Re: git annotate runs out of memory

Linus Torvalds <torvalds@xxxxxxxxxxxxxxxxxxxx> · Tue, 11 Dec 2007 10:40:36 -0800 (PST)

On Tue, 11 Dec 2007, Daniel Berlin wrote:
>
> This seems to be a common problem with git. It seems to use a lot of
> memory to perform common operations on the gcc repository (even though
> it is faster in some cases than hg).

The thing is, git has a very different notion of "common operations" than 
you do.

To git, "git annotate" is just about the *last* thing you ever want to do. 
It's not a common operation, it's a "last resort" operation. In git, the 
whole workflow is designed for "git log -p <pathnamepattern>" rather than 
annotate/blame.

In fact, we didn't support annotate at all for the first year or so of 
git.

The reason for git being relatively slow is exactly that git doesn't have 
"file history" at all, and only tracks full snapshots. So "git blame" is 
really a very complex operation that basically looks at the global history 
(because nothing else exists) and will basically generate a totally 
different "view" of local history from that one.
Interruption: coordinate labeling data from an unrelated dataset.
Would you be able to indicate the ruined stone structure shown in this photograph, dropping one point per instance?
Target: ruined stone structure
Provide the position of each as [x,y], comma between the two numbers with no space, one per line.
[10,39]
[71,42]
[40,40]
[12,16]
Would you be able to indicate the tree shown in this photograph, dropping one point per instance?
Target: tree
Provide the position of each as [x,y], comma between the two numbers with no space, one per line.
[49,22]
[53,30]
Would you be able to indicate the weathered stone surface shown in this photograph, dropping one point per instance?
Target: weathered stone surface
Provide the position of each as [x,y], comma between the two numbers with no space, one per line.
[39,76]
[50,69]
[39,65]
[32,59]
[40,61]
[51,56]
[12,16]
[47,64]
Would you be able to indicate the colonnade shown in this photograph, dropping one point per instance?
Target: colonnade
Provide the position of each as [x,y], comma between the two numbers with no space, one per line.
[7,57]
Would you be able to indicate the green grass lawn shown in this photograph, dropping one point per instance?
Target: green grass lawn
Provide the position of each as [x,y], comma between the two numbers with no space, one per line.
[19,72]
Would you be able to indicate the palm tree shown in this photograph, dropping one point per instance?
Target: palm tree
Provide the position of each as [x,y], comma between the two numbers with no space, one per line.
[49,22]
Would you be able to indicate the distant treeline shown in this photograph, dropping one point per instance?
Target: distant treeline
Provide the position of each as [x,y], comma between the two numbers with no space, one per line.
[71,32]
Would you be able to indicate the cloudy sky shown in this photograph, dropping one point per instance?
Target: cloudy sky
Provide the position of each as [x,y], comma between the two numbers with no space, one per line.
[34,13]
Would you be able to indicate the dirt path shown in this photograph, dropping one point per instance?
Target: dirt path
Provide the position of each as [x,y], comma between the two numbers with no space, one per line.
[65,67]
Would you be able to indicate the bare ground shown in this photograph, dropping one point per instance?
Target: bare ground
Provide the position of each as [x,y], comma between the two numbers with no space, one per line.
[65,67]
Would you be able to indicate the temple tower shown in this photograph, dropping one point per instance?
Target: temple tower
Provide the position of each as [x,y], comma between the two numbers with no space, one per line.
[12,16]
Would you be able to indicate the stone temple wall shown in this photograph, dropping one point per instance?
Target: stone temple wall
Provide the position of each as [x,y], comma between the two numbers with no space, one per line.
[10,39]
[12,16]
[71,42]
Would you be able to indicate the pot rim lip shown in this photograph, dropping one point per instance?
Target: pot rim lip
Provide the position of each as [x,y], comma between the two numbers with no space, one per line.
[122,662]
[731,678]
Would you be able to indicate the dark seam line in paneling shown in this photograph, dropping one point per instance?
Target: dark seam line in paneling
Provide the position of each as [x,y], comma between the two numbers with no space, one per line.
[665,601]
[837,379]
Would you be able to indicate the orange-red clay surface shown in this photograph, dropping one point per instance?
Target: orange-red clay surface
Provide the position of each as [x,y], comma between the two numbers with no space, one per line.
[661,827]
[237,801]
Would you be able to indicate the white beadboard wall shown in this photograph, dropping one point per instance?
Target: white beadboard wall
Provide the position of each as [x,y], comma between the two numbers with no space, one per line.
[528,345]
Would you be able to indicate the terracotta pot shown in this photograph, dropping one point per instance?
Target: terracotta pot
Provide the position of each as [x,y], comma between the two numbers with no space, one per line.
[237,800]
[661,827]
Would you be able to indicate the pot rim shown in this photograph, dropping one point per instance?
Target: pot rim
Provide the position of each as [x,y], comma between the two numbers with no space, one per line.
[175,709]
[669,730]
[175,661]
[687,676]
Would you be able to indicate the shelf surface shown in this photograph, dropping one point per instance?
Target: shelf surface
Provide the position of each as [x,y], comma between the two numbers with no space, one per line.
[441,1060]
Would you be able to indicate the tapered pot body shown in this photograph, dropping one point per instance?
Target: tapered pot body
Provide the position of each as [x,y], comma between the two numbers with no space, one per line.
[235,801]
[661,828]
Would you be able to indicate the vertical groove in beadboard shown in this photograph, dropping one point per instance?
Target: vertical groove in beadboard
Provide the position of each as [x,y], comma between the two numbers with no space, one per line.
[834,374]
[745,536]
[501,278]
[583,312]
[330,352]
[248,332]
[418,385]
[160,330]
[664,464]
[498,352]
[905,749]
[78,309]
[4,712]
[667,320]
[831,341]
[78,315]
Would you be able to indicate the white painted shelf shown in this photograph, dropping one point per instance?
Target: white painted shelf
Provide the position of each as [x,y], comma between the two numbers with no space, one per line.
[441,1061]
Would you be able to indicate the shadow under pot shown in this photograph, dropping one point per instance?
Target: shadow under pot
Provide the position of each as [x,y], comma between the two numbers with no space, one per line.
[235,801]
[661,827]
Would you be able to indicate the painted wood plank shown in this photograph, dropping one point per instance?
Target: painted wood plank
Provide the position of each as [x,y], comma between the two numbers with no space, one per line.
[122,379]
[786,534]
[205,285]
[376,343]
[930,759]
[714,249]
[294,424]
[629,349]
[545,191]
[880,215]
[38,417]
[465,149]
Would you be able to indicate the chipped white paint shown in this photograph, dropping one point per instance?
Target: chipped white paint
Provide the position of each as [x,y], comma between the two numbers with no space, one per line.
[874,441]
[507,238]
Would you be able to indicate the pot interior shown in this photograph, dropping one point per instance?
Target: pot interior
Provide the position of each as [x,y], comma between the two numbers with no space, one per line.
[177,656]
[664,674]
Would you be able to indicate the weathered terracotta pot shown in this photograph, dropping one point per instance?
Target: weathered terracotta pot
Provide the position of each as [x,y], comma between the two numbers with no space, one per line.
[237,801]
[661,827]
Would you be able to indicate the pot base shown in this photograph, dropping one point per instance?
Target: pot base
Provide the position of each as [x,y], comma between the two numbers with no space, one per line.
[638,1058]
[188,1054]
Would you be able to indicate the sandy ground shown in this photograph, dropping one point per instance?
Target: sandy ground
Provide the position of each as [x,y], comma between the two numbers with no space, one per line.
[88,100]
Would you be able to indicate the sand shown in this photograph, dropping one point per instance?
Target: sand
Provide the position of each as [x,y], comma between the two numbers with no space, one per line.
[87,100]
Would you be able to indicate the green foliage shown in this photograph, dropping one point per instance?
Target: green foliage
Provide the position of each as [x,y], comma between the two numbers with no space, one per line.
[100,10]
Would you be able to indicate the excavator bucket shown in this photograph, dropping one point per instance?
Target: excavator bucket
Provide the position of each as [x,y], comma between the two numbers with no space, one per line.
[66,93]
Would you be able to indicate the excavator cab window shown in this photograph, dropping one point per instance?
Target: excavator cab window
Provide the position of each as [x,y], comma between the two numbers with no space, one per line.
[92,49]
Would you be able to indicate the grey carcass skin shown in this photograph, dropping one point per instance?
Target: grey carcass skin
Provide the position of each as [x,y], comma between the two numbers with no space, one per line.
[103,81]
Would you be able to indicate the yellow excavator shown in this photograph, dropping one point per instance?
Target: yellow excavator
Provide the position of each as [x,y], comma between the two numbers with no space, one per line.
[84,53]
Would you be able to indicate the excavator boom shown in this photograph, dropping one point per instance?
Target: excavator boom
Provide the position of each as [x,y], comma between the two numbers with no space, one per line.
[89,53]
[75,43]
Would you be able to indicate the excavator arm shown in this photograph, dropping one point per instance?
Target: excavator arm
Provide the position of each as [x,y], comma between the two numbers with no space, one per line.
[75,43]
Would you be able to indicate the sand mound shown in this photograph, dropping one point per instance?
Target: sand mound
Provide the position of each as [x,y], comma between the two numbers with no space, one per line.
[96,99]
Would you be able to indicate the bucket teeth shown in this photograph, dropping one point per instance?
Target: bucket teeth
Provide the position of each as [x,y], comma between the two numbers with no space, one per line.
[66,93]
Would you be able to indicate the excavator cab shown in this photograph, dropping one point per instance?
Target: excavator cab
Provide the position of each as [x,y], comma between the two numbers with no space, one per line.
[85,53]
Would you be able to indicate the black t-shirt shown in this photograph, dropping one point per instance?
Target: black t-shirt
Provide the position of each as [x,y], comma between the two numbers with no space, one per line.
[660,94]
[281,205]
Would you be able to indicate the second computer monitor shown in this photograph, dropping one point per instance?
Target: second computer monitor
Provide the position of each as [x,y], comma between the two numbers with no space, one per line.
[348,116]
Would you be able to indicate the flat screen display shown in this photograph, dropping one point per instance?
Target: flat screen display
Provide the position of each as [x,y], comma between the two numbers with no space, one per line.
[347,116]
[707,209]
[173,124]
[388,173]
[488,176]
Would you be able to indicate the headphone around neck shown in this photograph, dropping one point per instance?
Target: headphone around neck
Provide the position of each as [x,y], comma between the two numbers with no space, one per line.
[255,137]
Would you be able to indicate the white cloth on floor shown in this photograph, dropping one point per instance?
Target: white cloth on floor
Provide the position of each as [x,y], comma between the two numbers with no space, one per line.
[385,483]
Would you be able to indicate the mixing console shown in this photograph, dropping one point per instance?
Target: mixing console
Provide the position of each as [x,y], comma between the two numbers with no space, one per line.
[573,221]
The disadvantage is that it's much slower and much more costly than just 
having a local history view to begin with.

However, the absolutely *huge* advantage is that it isn't then limited to 
local history.

So where git shines is when you actually use the global history, and do 
merges or when you track more than one file (which others find hard, but 
git finds much more natural).

An examples of this is content that actually comes from multiple files. 
File-based systems simply cannot do this at all. They aren't just slower, 
they are totally unable to do it sanely. For git, it's all the same: it 
never really cares about file boundaries in the first place.

The other example is doing things like "git log -p drivers/char", where 
you don't ask for the log of a single file, but a general file pattern, 
and get (still atomic!) commits as the result.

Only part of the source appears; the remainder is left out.